How do I use this machine learning model?
- When a model is finished training PES-Learn exports a folder model1_data which contains a bunch of stuff including a Python code compute_energy.py with convenience function pes() for evaluating energies with the ML model. Directions for use are written directly into the compute_energy.py file. The convenience function can be imported into other Python codes that are in the same directory with from compute_energy import pes. This is also in principle accessible from codes written in other programming languages such as C, C++ through their respective Python APIs, though these can be tricky to use.
What are all these hyperparameters?
- scale_X is how each individual input (geometry parameter) is scaled. scale_y is how the energies (outputs) are scaled.
  - std is standard scaling, each column of data is scaled to a mean of 0 and variance of 1.
  - mm01 is minmax scaling, each column of data is scaled such that it runs from 0 to 1
  - mm11 is minmax scaling with a range -1 to 1
- morse is whether interatomic distances are transformed into morse variables \(r_1 \rightarrow e^{r_1/\alpha}\)
- pip stands for permutation invariant polynomials; i.e. the geometries are being transformed into a permutation invariant representation using the fundamental invariants library.
- degree_reduce is when each fundamental invariant polynomial result is taken to the \(1/n\) power where \(n\) is the degree of the polynomial.
- layers is a list of the number of nodes in each hidden layer of the neural network.
How many points do I need to generate?
- It’s very hard to say what size of training set is required for a given target accuracy; it depends on a lot of things. First, the application: if you are doing some variational computation of the vibrational energy levels and only want the fundamentals, you might be able to get away with less points because you really just need a good description of the surface around the minimum. If one wants high-lying vibrational states with VCI, the surface needs a lot more coverage, and therefore more points. If the application involves a reactive potential energy surface across several stationary points, even more points are needed. The structure of the surface itself can also influence the number of points needed. You don’t know until you try. For a given system, one should try out a few internal coordinate grids, reduce them to some size with grid_reduction, compute the points at a low level of theory, and see how well the models perform. This process can be automated with the Python API.
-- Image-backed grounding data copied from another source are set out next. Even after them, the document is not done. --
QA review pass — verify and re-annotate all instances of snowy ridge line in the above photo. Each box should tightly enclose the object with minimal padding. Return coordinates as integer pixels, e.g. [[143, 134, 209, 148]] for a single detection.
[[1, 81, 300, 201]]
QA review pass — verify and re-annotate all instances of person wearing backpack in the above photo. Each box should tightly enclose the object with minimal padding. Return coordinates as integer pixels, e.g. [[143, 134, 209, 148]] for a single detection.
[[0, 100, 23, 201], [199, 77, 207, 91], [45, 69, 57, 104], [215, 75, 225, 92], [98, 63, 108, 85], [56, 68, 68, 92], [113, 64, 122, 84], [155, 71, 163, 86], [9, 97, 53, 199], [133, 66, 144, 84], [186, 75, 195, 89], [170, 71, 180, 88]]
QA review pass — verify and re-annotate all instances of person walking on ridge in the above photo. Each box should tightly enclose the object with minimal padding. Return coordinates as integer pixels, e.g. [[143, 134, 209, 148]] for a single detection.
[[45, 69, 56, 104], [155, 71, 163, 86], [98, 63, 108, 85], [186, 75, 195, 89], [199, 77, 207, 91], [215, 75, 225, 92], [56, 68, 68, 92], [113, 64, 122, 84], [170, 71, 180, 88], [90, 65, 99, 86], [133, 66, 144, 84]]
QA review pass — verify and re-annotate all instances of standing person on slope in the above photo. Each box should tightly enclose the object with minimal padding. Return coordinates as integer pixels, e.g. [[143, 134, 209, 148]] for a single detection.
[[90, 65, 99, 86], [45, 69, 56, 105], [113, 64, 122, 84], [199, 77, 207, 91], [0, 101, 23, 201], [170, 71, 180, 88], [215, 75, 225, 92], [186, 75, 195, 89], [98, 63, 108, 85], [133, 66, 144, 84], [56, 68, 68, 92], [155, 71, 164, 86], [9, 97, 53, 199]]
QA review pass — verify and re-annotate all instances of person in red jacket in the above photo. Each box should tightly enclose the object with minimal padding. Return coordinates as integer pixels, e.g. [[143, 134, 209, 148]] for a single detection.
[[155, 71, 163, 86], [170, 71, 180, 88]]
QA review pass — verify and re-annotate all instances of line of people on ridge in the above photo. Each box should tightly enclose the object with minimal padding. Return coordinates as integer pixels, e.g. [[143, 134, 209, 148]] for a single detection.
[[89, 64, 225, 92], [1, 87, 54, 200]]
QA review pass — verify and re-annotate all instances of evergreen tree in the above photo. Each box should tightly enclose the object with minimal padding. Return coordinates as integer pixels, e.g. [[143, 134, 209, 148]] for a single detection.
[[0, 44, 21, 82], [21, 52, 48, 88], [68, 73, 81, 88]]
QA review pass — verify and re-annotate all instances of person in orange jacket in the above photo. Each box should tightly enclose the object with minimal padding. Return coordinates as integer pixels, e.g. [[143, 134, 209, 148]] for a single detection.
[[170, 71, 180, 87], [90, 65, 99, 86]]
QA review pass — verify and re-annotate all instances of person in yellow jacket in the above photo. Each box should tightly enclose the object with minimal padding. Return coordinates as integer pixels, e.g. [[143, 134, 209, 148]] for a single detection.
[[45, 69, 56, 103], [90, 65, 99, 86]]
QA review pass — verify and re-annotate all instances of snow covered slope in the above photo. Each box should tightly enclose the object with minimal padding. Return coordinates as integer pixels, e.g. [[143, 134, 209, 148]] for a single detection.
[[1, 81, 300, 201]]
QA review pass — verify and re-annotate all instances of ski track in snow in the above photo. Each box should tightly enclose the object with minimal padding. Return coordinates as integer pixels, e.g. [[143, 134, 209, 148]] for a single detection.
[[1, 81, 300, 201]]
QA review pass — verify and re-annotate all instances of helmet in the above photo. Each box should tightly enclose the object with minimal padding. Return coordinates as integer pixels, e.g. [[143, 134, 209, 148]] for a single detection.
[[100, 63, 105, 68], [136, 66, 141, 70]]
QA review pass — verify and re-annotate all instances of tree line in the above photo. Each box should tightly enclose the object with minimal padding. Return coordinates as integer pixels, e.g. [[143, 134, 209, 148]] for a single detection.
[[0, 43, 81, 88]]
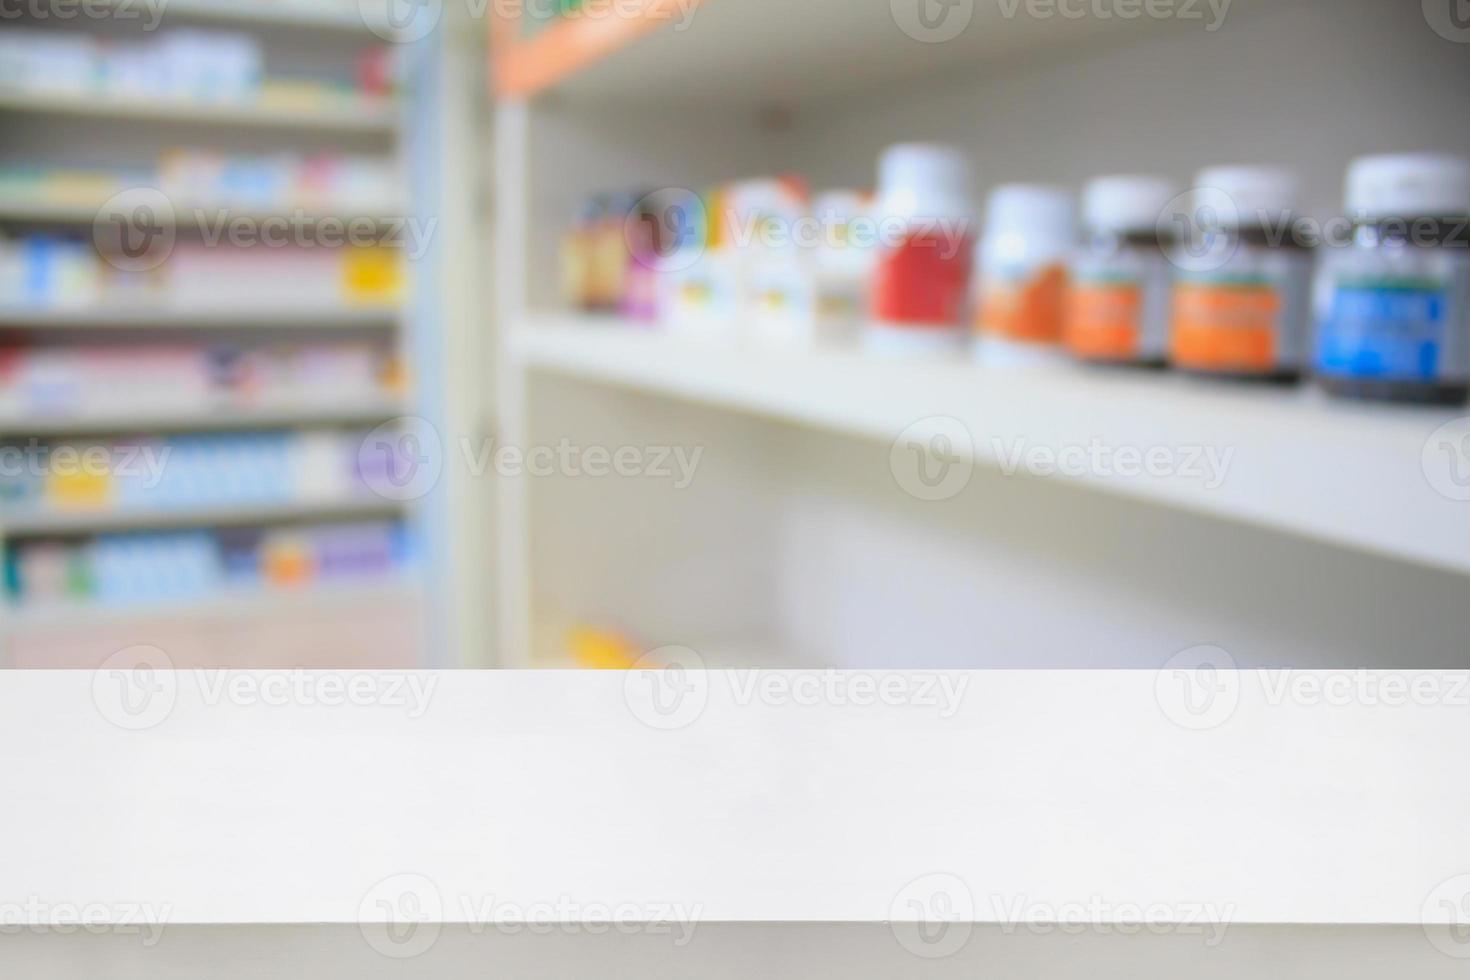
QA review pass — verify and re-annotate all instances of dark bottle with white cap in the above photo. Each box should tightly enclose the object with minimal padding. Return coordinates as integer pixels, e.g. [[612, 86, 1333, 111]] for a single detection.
[[1315, 153, 1470, 404]]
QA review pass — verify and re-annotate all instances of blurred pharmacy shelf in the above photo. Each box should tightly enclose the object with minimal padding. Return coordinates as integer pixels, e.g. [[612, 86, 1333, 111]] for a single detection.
[[6, 576, 421, 634], [0, 0, 488, 669], [489, 0, 1470, 670], [0, 306, 400, 330], [1, 498, 404, 539], [0, 88, 398, 134], [0, 400, 403, 438], [514, 317, 1470, 577], [0, 197, 403, 227]]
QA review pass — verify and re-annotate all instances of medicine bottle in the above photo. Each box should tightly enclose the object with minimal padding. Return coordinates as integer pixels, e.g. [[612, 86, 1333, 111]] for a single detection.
[[868, 144, 976, 354], [1315, 153, 1470, 404], [1170, 166, 1312, 381], [1067, 175, 1179, 366], [976, 184, 1074, 359]]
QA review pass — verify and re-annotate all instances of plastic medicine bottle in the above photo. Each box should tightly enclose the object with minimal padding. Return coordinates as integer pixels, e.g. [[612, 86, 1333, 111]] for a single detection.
[[868, 144, 976, 355], [1170, 166, 1312, 381], [976, 184, 1075, 359], [1067, 175, 1179, 366], [1315, 153, 1470, 404]]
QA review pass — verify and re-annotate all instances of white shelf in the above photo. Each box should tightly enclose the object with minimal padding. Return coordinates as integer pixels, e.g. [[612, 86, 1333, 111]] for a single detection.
[[7, 576, 421, 633], [3, 497, 404, 538], [0, 400, 403, 437], [0, 305, 400, 329], [0, 88, 398, 134], [514, 316, 1470, 577], [542, 0, 1278, 106]]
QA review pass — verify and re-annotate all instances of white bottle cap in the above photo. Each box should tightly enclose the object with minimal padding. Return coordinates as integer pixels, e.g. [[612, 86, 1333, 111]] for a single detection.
[[1346, 153, 1470, 220], [983, 183, 1076, 254], [877, 143, 974, 221], [1082, 175, 1179, 235], [1194, 165, 1298, 227]]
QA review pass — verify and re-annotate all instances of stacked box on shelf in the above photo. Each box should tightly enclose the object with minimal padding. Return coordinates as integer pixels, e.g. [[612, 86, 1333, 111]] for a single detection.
[[0, 340, 398, 419], [0, 428, 411, 516]]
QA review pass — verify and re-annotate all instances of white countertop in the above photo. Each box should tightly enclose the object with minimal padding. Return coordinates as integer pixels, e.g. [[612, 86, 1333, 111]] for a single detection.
[[2, 669, 1465, 927]]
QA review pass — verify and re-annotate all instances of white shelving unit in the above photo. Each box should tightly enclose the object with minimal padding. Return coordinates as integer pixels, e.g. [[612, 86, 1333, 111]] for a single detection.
[[491, 0, 1470, 670], [0, 1, 469, 666]]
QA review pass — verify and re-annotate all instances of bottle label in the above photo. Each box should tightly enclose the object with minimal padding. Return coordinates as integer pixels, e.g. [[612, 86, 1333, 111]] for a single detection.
[[872, 231, 975, 329], [1172, 280, 1281, 371], [1067, 275, 1142, 359], [1317, 279, 1448, 381], [978, 264, 1068, 344]]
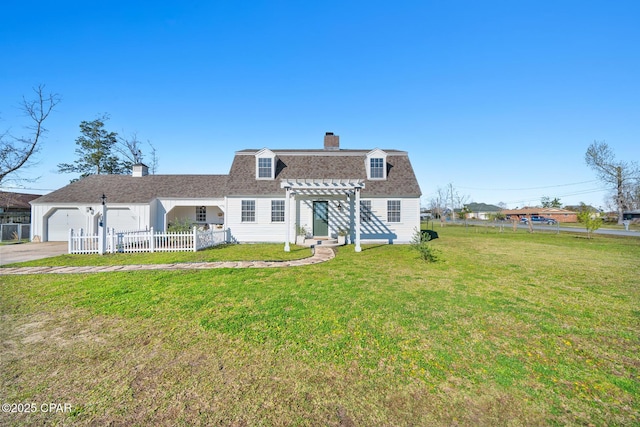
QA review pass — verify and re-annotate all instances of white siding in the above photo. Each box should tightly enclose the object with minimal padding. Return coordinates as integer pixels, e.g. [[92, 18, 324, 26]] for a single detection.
[[226, 197, 289, 243], [359, 197, 420, 244], [227, 195, 420, 244]]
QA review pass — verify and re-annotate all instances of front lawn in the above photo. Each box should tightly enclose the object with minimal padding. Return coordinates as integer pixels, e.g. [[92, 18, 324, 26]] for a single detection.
[[1, 227, 638, 425]]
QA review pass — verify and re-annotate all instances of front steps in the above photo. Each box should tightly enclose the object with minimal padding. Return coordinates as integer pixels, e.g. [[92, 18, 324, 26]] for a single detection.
[[299, 237, 344, 248]]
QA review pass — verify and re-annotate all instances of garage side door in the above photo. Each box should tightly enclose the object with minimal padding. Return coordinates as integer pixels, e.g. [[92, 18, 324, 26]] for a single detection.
[[47, 208, 85, 241]]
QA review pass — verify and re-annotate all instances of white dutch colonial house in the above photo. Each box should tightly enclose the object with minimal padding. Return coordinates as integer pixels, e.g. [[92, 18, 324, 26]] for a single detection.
[[30, 133, 422, 251]]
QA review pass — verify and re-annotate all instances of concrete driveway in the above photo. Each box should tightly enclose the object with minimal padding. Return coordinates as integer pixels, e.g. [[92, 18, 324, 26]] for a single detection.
[[0, 242, 68, 266]]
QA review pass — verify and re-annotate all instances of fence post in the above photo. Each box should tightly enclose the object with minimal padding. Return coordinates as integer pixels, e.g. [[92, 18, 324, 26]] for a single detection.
[[79, 228, 84, 252], [193, 226, 198, 252], [111, 228, 117, 253], [98, 228, 103, 255], [68, 229, 73, 254], [149, 227, 155, 253]]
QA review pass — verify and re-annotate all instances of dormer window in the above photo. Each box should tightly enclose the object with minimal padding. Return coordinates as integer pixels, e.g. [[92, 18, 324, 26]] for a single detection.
[[255, 148, 276, 180], [370, 158, 384, 178], [366, 148, 388, 180], [258, 158, 272, 178]]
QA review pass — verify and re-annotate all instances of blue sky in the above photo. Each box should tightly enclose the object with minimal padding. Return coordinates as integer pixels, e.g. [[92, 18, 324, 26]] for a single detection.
[[1, 1, 638, 209]]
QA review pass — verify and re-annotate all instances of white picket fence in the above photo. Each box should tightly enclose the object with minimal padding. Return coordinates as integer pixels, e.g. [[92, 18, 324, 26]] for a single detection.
[[68, 226, 228, 255]]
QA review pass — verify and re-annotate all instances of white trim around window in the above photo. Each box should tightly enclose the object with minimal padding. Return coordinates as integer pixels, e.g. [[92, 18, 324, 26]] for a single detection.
[[365, 148, 388, 180], [255, 148, 276, 180], [387, 200, 401, 223], [241, 200, 256, 222], [271, 199, 285, 222]]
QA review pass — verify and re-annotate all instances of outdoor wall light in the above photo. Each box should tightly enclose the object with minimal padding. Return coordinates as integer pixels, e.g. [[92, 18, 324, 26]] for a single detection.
[[337, 202, 343, 211], [101, 194, 107, 205]]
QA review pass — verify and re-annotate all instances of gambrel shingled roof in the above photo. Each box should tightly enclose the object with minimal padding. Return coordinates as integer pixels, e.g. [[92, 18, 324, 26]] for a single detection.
[[228, 149, 421, 197]]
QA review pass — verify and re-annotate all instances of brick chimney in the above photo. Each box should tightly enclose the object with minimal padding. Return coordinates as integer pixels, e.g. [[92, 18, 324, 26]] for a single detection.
[[324, 132, 339, 150]]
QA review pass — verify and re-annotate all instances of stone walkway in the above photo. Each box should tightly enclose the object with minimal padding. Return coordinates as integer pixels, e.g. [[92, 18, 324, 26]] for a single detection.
[[0, 246, 335, 275]]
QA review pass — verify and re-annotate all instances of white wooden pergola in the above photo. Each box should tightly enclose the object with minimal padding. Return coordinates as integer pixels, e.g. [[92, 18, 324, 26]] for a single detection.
[[280, 179, 365, 252]]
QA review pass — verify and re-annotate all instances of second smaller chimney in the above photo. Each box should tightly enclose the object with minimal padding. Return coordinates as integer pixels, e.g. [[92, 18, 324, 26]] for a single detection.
[[324, 132, 339, 150], [132, 163, 149, 177]]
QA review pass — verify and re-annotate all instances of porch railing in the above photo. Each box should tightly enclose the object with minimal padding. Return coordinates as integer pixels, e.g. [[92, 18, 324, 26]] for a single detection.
[[69, 226, 228, 254]]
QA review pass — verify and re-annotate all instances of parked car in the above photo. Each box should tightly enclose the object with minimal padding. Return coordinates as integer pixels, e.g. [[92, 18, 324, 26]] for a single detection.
[[526, 216, 558, 225]]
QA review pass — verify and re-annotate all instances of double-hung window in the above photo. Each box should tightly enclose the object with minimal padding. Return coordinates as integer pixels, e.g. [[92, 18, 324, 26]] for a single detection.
[[258, 158, 272, 178], [387, 200, 401, 223], [370, 158, 385, 179], [271, 200, 285, 222], [241, 200, 256, 222]]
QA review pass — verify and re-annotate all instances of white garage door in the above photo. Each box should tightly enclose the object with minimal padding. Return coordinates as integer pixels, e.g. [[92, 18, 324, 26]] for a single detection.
[[47, 208, 86, 241], [106, 208, 139, 232]]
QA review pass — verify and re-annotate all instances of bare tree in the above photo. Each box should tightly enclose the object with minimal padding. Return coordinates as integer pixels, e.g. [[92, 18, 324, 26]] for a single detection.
[[148, 141, 159, 174], [116, 132, 144, 166], [585, 141, 639, 224], [0, 85, 61, 186], [116, 132, 159, 174], [429, 187, 448, 226], [447, 183, 470, 222]]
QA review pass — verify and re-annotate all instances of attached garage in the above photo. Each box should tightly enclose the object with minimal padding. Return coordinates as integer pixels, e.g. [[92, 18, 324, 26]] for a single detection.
[[46, 208, 86, 241]]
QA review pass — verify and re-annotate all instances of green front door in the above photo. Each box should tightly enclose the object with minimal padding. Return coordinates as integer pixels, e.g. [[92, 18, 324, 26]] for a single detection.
[[313, 201, 329, 237]]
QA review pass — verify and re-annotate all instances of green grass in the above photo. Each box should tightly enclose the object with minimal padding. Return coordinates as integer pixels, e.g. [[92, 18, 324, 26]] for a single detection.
[[1, 226, 639, 425]]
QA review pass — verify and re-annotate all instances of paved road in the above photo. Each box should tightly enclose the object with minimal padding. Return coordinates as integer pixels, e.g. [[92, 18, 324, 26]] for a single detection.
[[453, 220, 640, 237], [0, 242, 68, 266]]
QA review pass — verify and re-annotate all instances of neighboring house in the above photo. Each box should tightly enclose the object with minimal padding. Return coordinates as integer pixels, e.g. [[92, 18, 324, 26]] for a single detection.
[[501, 207, 578, 223], [564, 204, 600, 213], [30, 133, 422, 251], [0, 191, 41, 224], [463, 202, 502, 220]]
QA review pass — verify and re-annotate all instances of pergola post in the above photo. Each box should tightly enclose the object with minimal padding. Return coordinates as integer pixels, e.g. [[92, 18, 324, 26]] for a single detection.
[[354, 187, 362, 252], [284, 186, 291, 252]]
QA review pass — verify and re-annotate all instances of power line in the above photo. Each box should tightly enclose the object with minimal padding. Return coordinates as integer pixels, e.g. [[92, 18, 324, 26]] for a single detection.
[[0, 186, 55, 192], [502, 187, 608, 206], [457, 180, 599, 192]]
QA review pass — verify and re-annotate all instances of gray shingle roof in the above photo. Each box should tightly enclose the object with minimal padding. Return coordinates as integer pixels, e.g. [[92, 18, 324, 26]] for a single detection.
[[0, 191, 42, 209], [227, 150, 422, 197], [32, 174, 229, 204], [33, 148, 422, 204]]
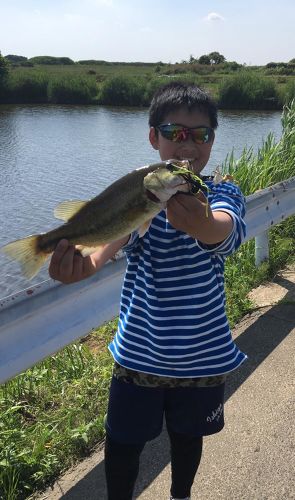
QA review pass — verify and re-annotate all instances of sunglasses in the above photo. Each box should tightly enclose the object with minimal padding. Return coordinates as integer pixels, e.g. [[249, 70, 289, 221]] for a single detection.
[[156, 124, 214, 144]]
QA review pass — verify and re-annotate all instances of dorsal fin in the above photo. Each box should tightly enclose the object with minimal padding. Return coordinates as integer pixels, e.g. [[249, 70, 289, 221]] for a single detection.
[[54, 200, 88, 221]]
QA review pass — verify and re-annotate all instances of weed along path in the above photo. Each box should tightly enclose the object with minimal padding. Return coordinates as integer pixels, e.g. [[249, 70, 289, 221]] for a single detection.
[[35, 265, 295, 500]]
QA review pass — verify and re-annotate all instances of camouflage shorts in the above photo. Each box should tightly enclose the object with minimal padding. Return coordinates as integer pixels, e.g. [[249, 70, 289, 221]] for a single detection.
[[112, 362, 226, 388]]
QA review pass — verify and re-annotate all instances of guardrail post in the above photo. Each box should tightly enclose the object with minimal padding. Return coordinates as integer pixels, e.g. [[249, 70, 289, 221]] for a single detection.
[[255, 231, 269, 266]]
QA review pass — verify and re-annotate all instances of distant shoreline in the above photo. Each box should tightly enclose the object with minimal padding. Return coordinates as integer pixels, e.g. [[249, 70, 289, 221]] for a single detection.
[[0, 60, 294, 109]]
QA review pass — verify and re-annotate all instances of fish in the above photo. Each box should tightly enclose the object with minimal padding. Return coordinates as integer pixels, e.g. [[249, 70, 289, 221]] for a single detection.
[[0, 159, 201, 280]]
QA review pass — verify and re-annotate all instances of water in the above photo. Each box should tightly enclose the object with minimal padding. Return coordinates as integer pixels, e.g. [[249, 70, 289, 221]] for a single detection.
[[0, 105, 282, 298]]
How big can the molecular system be?
- No more than 5-6 atoms for ‘full’ PESs. Any larger than that, and generating data by displacing in internal coordinates is impractical (if you have 6 atoms and want 5 increments along each internal coordinate, that’s already ~240 million points). This is just an unfortunate reality of high-dimensional spaces: ample coverage over each coordinate and all possible coordinate displacement couplings requires an impossibly large grid of points for meaningful results. One can still do large systems if they only scan over some of the coordinates. For example, you can do relaxed scans across the surface, fixing just a few internal coordinates and relaxing all others through geometry optimization at each point, and creating a model of this ‘sub-manifold’ of the surface is no problem (i.e., train on the fixed coordinate parameters and ‘learn’ the relaxed energies). This is useful for inspecting reaction coordinates/reaction entrance channels, for example. Future releases will support including gradient information in training the model, and this may allow for slightly larger systems and smaller dataset sizes. In theory, gradients can give the models more indication of the curvature of the surface with less points.